DCAP functionality also addresses access control tasks, which can be compared, for example, to parental control on a computer or smart TV or the work of a secretary. In the first example, parents set restrictions on their children's access to certain websites, programmes or TV shows, while in the second example, the secretary controls access to the manager's office, sorts incoming correspondence and makes sure that important documents do not fall into the wrong hands. A DCAP system performs similar functions, controlling access to data and protecting it from unauthorised use.
With integrations between solutions (native from DCAP vendors or performed as part of an orchestrator's work, like SOCR), the choice of solution can be made vendor-independently, based on your own requirements, such as the size of the organisation, type of data, budget and security requirements.
Smaller companies may be suited to simpler solutions, while larger corporations will require scalable and flexible systems or serious integration with other IS/IT solutions. If an organisation works with large volumes of unstructured data (documents, emails), it is necessary to choose a system with advanced content analysis capabilities.
The choice of DCAP can be compared to the process of choosing a bank safe: each bank customer has an individual safe where he keeps his valuables (the bank, in turn, provides reliable protection of these safes and monitoring, for example, video recording in the lobby). DCAP-system fulfils a similar function, protecting confidential data in a digital environment, the choice of ‘safe deposit box’ depends on the specifics of the data (e.g. only cash or jewellery) and its volume (larger safe deposit boxes cost a lot of money), etc.
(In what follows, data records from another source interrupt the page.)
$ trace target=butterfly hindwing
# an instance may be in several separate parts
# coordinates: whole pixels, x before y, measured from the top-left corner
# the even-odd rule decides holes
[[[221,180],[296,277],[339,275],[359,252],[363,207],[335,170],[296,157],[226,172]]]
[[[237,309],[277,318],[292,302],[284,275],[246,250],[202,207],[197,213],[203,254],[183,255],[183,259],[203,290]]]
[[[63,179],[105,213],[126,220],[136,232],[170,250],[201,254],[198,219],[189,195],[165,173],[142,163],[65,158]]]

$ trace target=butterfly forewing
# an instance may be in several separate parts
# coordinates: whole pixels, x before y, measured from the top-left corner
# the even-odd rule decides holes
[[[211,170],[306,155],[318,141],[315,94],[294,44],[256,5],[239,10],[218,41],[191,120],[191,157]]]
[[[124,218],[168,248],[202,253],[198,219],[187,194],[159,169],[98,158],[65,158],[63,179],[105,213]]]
With DCAP systems, you have full control over your data, even if it has not been structured and processed before. You will be able to determine exactly who, when and what was done with your files and prevent unauthorised actions, quickly find the information you need and optimise storage processes. A data-driven approach to protection is an important step in the development of companies, because with a large flow of files, it is almost impossible to solve the problem effectively without automation.